Published April 27, 2007 Agama , Buku 36 Comments

(Resensi Buku)
Oleh: Irfan Permana

Judul: Sunnah-Syiah Bergandengan Tangan! Mungkinkah?
Penulis: M. Quraish Shihab
Penerbit: Lentera Hati, Halaman: 303
Cetakan: I, Maret 2007


Sebagaimana persamaan, perbedaan adalah sebuah keniscayaan yang tidak dapat dipungkiri dalam kehidupan manusia. Sekecil apapun sebuah komunitas tempat kita bernaung, niscaya akan selalu ditemukan adanya perbedaan. Namun, sebagai manusia berakal, kita dituntut arif dalam menyikapinya. Sikap positif menghadapi perbedaan ini justru akan membawa hasil yang positif pula. Dan sikap positif yang demikian hanya dimiliki oleh seseorang yang luas wawasannya. Semakin luas wawasan seseorang, akan semakin tinggi pula toleransinya, dengan kata lain ia akan semakin arif dalam menyikapi segala perbedaan. Sebaliknya, sempitnya pengetahuan menjadikan seseorang terjebak dalam fanatisme buta, sehingga kerap menggiring perbedaan menuju perselisihan. Inilah sesungguhnya yang terjadi pada orang-orang yang cepat sekali termakan hasutan –karena piciknya pandangan– ketika dihadapkan pada perbedaan madzhab dalam kehidupan keberagamaannya, termasuk di negeri kita sendiri.
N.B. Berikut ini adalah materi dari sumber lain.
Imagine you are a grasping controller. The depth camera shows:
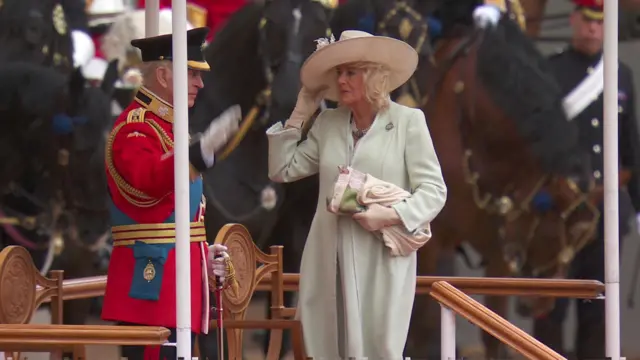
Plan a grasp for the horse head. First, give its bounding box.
[47,60,119,271]
[189,0,330,249]
[0,0,73,73]
[193,0,330,131]
[426,20,600,314]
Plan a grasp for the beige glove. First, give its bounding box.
[352,204,399,231]
[285,86,326,129]
[200,105,242,158]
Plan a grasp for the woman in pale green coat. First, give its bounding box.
[267,31,447,360]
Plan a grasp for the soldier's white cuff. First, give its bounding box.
[200,141,216,168]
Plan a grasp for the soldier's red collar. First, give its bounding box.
[135,86,173,124]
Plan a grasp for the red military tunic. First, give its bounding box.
[102,87,209,333]
[138,0,247,43]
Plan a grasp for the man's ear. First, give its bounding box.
[156,66,171,89]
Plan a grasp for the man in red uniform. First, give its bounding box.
[102,28,241,360]
[138,0,247,43]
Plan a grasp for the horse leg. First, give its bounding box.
[405,236,447,359]
[262,178,318,358]
[482,256,509,359]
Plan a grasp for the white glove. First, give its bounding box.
[207,244,229,280]
[285,86,326,129]
[200,105,242,159]
[473,5,502,29]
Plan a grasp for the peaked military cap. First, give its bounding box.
[573,0,604,20]
[131,27,210,71]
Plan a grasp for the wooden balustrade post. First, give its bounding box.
[440,305,456,360]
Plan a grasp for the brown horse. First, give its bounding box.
[333,2,599,357]
[412,20,599,357]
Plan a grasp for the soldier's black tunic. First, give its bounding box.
[534,47,640,359]
[550,48,640,212]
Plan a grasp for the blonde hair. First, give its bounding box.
[349,61,391,111]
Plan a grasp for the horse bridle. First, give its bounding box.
[426,28,600,277]
[205,4,331,245]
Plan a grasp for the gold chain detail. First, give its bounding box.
[105,110,173,208]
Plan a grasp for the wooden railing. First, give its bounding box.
[0,246,170,358]
[44,274,604,302]
[430,281,566,360]
[0,324,170,352]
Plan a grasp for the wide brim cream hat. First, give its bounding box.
[300,30,418,101]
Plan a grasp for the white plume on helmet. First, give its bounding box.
[101,9,193,71]
[71,30,96,68]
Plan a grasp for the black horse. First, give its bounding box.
[0,0,117,332]
[191,0,330,359]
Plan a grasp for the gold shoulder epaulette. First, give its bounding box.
[127,108,147,124]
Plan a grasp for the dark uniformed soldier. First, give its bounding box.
[534,0,640,359]
[60,0,96,68]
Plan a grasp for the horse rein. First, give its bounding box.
[205,4,331,245]
[426,28,600,277]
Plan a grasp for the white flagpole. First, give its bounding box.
[603,0,620,360]
[144,0,160,37]
[171,0,191,360]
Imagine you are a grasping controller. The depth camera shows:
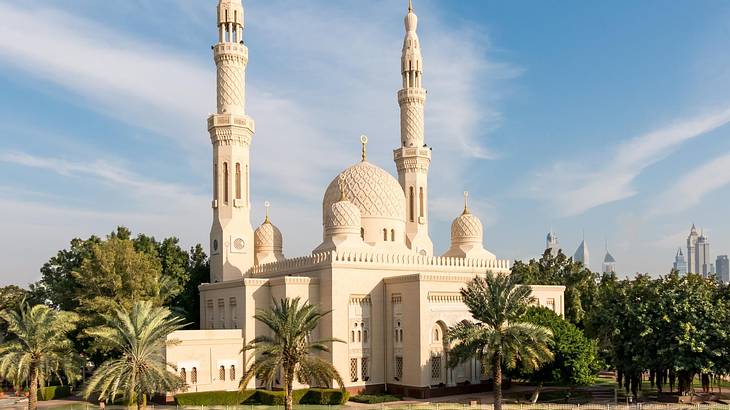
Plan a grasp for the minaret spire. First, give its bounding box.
[393,0,433,255]
[208,0,255,282]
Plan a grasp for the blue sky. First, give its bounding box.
[0,0,730,284]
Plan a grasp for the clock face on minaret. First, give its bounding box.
[208,0,255,282]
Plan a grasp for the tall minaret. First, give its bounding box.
[208,0,254,282]
[393,0,433,255]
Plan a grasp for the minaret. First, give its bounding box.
[208,0,254,282]
[393,0,433,255]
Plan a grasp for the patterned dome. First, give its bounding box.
[451,210,484,243]
[253,218,283,251]
[322,161,406,223]
[325,200,361,230]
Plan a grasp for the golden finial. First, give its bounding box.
[337,174,347,201]
[360,134,368,161]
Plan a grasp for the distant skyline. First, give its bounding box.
[0,0,730,285]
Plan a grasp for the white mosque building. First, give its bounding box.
[167,0,564,397]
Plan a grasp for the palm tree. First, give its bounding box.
[239,297,344,410]
[0,301,80,410]
[448,273,553,410]
[84,301,185,409]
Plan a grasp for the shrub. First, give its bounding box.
[299,388,350,405]
[38,386,71,401]
[175,390,258,406]
[350,394,402,404]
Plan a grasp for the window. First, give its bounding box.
[223,162,228,204]
[431,355,441,381]
[213,164,218,201]
[350,359,357,382]
[228,298,238,329]
[408,187,415,222]
[236,162,241,199]
[205,299,215,329]
[418,187,423,218]
[218,299,226,329]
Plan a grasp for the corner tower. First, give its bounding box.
[208,0,254,282]
[393,0,433,255]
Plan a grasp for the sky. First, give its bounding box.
[0,0,730,286]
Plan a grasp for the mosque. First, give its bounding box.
[166,0,564,398]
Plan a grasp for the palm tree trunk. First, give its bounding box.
[492,353,502,410]
[28,363,38,410]
[284,367,294,410]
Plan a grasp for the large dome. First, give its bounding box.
[322,161,406,222]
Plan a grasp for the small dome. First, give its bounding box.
[325,199,362,229]
[322,161,406,223]
[451,209,484,244]
[253,218,283,251]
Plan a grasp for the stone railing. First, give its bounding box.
[250,251,512,276]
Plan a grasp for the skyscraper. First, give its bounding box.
[687,224,699,273]
[715,255,730,283]
[573,238,590,269]
[695,233,712,277]
[545,229,560,256]
[673,248,687,275]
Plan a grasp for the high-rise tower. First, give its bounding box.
[208,0,254,282]
[393,0,433,255]
[687,224,700,273]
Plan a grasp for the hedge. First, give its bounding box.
[299,388,350,405]
[175,388,348,406]
[38,386,71,401]
[175,390,258,406]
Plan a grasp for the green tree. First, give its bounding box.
[0,304,80,410]
[84,301,185,409]
[240,297,344,410]
[518,307,601,386]
[448,272,553,410]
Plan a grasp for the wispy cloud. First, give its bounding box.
[530,108,730,216]
[650,153,730,215]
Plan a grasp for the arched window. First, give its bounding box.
[223,162,228,204]
[418,187,423,218]
[408,187,415,222]
[213,163,218,201]
[236,162,241,199]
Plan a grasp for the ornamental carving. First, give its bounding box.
[322,161,406,221]
[451,213,483,243]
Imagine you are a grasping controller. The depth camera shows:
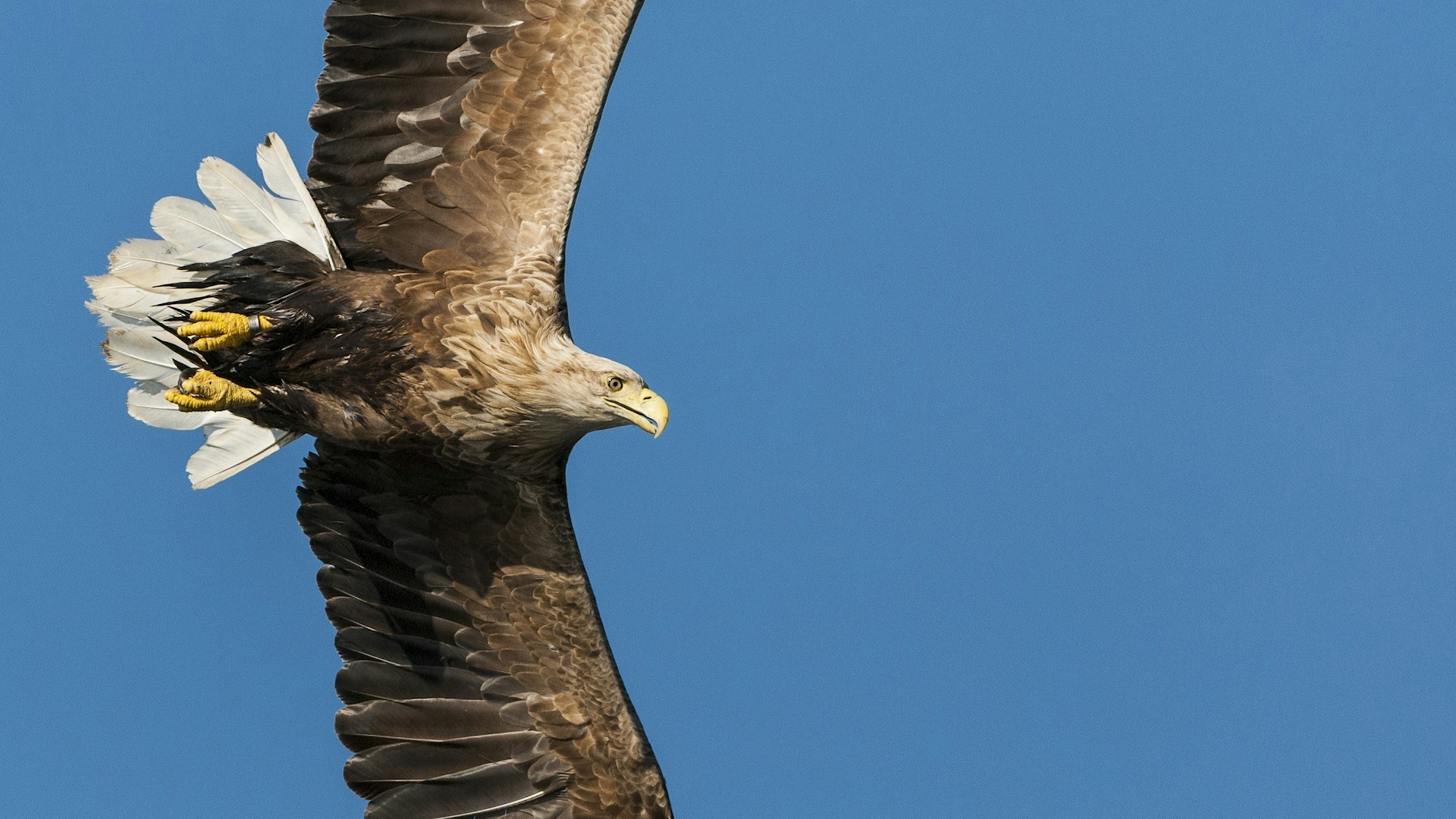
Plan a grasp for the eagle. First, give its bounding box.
[89,0,673,819]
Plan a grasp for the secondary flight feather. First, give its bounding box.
[90,0,673,819]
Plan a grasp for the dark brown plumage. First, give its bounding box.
[93,0,671,819]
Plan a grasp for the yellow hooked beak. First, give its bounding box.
[603,386,667,438]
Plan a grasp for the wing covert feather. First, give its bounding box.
[309,0,641,271]
[299,441,671,819]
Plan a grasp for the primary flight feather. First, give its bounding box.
[90,0,671,819]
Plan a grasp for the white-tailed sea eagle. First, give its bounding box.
[90,0,671,819]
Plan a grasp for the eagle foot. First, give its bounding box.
[162,369,258,413]
[177,312,274,353]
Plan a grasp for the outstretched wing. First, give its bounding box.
[299,441,673,819]
[309,0,641,270]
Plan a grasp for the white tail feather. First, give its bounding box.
[86,134,344,490]
[258,134,344,270]
[187,413,299,490]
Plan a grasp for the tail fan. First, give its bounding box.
[86,134,344,490]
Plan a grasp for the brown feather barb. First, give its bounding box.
[92,0,673,819]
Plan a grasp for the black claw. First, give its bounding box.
[157,338,207,366]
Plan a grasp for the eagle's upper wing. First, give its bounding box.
[309,0,641,270]
[299,441,671,819]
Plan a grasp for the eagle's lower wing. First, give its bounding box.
[299,441,671,819]
[309,0,641,271]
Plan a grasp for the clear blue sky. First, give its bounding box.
[0,0,1456,819]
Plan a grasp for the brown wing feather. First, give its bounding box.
[309,0,641,271]
[299,441,673,819]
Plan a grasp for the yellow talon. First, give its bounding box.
[162,370,258,413]
[177,312,274,353]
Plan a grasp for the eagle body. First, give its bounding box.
[90,0,673,819]
[188,242,641,472]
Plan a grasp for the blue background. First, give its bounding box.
[0,0,1456,819]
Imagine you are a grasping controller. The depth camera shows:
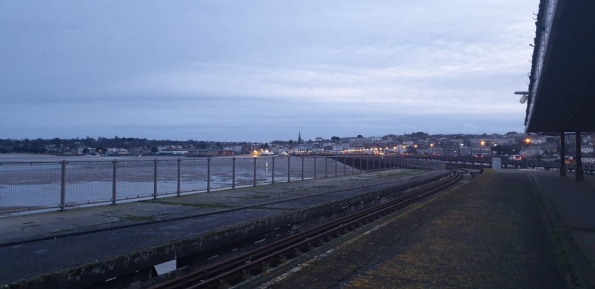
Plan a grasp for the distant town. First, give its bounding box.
[0,132,594,158]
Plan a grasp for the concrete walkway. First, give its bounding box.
[0,170,449,288]
[266,170,595,288]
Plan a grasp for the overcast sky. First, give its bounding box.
[0,0,539,142]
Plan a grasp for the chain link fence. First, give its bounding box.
[0,156,444,214]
Dalam konteks ikhtilaf Sunnah-Syi’ah –yang belakangan marak kita dengar terkait isu pertikaian antara keduanya akibat hembusan fitnah para musuh Islam–, tak diragukan, Prof. DR. M. Quraish Shihab adalah seorang penulis yang paham betul bagaimana mempertemukan titik-titik perbedaan antara keduanya. Dengan membawa semangat persatuan serta at-taqrib baina al-madzahib (pendekatan antar madzhab), penulis sepertinya mengingatkan bahwa pada hakikatnya semua umat Islam mendambakan mengikuti Nabi Muhammad Saw. Namun, sulitnya memperoleh petunjuk yang pasti –menyangkut masalah yang diperselisihkan itu– acapkali menimbulkan interpretasi yang berbeda terhadap sebuah sumber hukum. Sebagaimana yang selalu ditanamkan guru-gurunya di Universitas al-Azhar Mesir (tempat penulis mengenyam pendidikan), penulis menyadari bahwa di antara madzhab yang berbeda pendapat itu, tidak ada satupun yang berhak menjadi juru bicara resmi yang memonopoli kebenaran atas nama Islam seraya memvonis yang lain bathil dan sesat, padahal masih berada dalam koridor Islam.

Diantara Sunnah-Syiah –dalam hal ini Syi’ah Imamiyah Itsna ‘Asyariyah sebagai kelompok mayoritas–, sesungguhnya tidak banyak ditemukan perbedaan yang prinsipil kecuali menyangkut masalah imamah. Sementara kelompok Ahlussunnah menganggap bahwa masalah kepemimpinan diserahkan kepada umat melalui apa yang dinamakan syura (demokrasi), kelompok Syi’ah meyakini bahwa kepemimpinan adalah jabatan ilahiah. Allah telah memilih para imam sebagaimana Dia memilih Nabi. Allah memerintahkan kepada Nabi Saw untuk menunjuk dengan tegas Ali bin Abi Thalib sebagai washi (yang diwasiati), dilanjutkan oleh keturunannya secara turun temurun hingga yang terakhir (imam ke-12), yaitu al-Mahdi, yang diyakini juga kemunculannya kelak oleh kaum Sunni.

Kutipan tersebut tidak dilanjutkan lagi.